Et M. Dariès conclut :
« Regardons la réalité en face. Chez nous, l’expérience
est faite : réglementation = repeuplement normal du gibier ;
liberté = disparition totale du gibier par destruction
systématique. »
Lucien DARIÈS.
Terminant cette revue, voici l’opinion d’un vieux,
chasseur épris de liberté :
« À propos du projet de loi sur la chasse, on a déjà
écrit bien des choses. Les intentions du gouvernement, généralement critiquées,
sont en fait une spoliation. Il serait toutefois permis d’y échapper à la
condition de faire garder et de piéger les territoires que l’on veut conserver.

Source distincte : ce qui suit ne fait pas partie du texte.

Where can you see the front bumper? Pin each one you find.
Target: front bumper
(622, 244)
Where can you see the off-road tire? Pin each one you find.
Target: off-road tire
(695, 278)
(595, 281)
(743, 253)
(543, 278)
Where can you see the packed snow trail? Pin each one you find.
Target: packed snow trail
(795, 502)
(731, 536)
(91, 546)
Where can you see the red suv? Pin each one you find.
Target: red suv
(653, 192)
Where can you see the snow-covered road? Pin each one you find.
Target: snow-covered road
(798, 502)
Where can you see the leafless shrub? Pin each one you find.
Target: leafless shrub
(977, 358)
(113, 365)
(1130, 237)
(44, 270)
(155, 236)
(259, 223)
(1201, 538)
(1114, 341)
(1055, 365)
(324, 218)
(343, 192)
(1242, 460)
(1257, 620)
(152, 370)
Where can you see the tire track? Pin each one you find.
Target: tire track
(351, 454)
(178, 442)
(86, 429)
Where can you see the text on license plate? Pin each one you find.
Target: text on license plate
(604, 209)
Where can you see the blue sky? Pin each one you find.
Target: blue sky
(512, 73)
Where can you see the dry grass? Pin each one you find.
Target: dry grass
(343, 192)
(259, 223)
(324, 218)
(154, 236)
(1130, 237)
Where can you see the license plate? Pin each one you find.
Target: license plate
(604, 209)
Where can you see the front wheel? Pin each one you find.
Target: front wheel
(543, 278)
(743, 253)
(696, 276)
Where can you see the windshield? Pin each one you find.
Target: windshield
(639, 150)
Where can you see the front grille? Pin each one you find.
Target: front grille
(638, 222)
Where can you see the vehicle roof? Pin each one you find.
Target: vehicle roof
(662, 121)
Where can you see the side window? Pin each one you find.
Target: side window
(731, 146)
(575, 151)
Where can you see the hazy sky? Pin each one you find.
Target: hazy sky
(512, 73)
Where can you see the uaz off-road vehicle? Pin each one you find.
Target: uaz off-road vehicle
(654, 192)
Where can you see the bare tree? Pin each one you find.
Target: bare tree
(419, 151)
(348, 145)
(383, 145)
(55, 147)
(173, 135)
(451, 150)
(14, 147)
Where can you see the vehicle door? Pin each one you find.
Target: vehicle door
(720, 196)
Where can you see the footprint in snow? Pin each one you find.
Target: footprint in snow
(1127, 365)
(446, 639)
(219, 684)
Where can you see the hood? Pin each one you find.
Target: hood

» Quant aux projets du S. H. C. F., ils
ne laissent aucun espoir aux petits propriétaires. En envisageant de fixer à un
minimum de vingt-cinq hectares la superficie nécessaire pour pouvoir conserver
le droit de chasser, on supprimerait tout simplement une foule de petits chasseurs
assez inoffensifs au point de vue destruction du gibier.
» Quelqu’un de ces messieurs qui légifèrent si
facilement a-t-il déjà pensé à ces « plus de soixante-cinq ans » qui
ne sont plus aptes à parcourir plaines et guérets du lever au coucher du soleil
et qui, assis sur un pliant, le fusil sur les genoux, la pipe aux gencives,
attendent qu’un lapin, un geai ou un ramier, parfois une grive, viennent se
faire occire, et cela sur un ou deux hectares de bois qu’ils ont acquis à cette
intention ?
» Va-t-on leur dire : « Vous êtes trop vieux,
vous avez fini votre carrière de chasseurs. Allez au café, faites une manille
ou ce que vous voudrez, mais débarrassez la nature de votre présence. Nous
n’avons cure des frais que vous avez pu faire pour vous procurer une
satisfaction qui n’est plus de votre âge, nous ne voulons plus vous connaître.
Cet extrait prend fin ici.